You can do this over wired or wireless network. If you must have a USB cable, then there are programmable fake-HID devices that could present as line-out/line-in – note line level, not mic/speaker level.
But if you want to adopt existing audio streaming protocols:
PulseAudio and PipeWire both send and receive streams. See, for example the Arch Linux wiki on Pipewire using PulseAudio’s network routing and ZeroConf to publish and discover. NetJACK is also available if you’re using JACK.
AirPlay has its fans, Shairport Sync is the better of Linux ecosystem’s reimplementation of Apple Airplay 2. Airplay 1 casts data and can have poor lag between start and stop while Airplay 2 has latency management built into the protocol.
Pipewire and Pulseaudio both have plugins for replicating AirPlay, Pipewire’s RAOP Discover will add sources to send audio, and Shairport Sync, now forked & improved as RPiPlay, is available for receiving.
in the industry audio over ethernet is often used. to plug 32 inputs into a mixer without running 32 cables.
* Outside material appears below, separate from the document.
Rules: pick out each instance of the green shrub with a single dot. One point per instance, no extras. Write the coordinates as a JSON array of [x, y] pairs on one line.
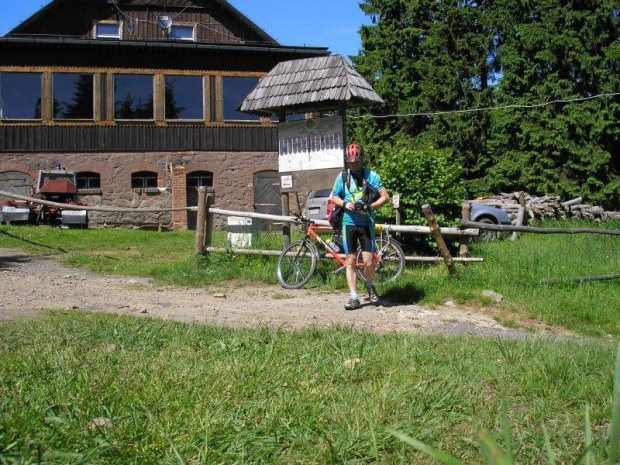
[[421, 174]]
You can have a look at dante audio over ethernet protocol.
Personally i would use a usb → toslink and then a toslink input usb device. Because i know that works without fiddling and those adapters are realtively cheap.
I guess I should have been a little more exact, sorry about that. So far I’ve gotten really lucky with my cables.
PC A > 5m USB cable > cheap DAC with sound out > 0,5mm audio cable > cheap DAC with line-in > 5m USB cable > PC B.
Also thought about that, the thing Im scared about with that is when I go analogue and then convert it back I get quality losses from DAC+noise over the smaller analogue run+ADC, and the more inexpensive the DACs are the more that compounds. Im not sure how much of a problem that actually is but then again prior to this I thought I could just run the aux cable and have audio so things just cant be that easy.
You can do this over wired or wireless network. If you must have a USB cable, then there are programmable fake-HID devices that could present as line-out/line-in – note line level, not mic/speaker level.
Yeah I thought about DIYing something like that myself, too. I wasnt aware you could usb present as line in and out direcly so that would be interesting.
My network setup is pain, so Im hesitant to go for the ethernet route but maybe this is just kind of the only, well physically, easy option for this. Guess the most actionable thing for me rn is to look into that
Then you have to make your choice in the cost - performance - stability triangle. At one point you have take money in your hands, even if you create a 100% custom solution (tools + material cost money and your time is most likley is also limited).
For the conversion process, if the hardware is half-decent you shouldn’t notice any loss.
I for example use a hdmi capture card and the line-in of a second PC to play my old Pentium area games on the original machines (and stream the output to a live preview in OBS). I don’t notice any sound degration - that said, the sample quality (except cd-music) wasn’t that high in this aera of PC gaming.
Cheap DACs might be a mixed bag nowadays. They certainly were better 10 years ago. In 2009 most of these were made of c-media chipsets and these still produce suprisingly high quality output. The ones I bought the last few years for some projects don’t measure up. In the worrst case you are out 5 - 20 Euros (or your regional equivalent),.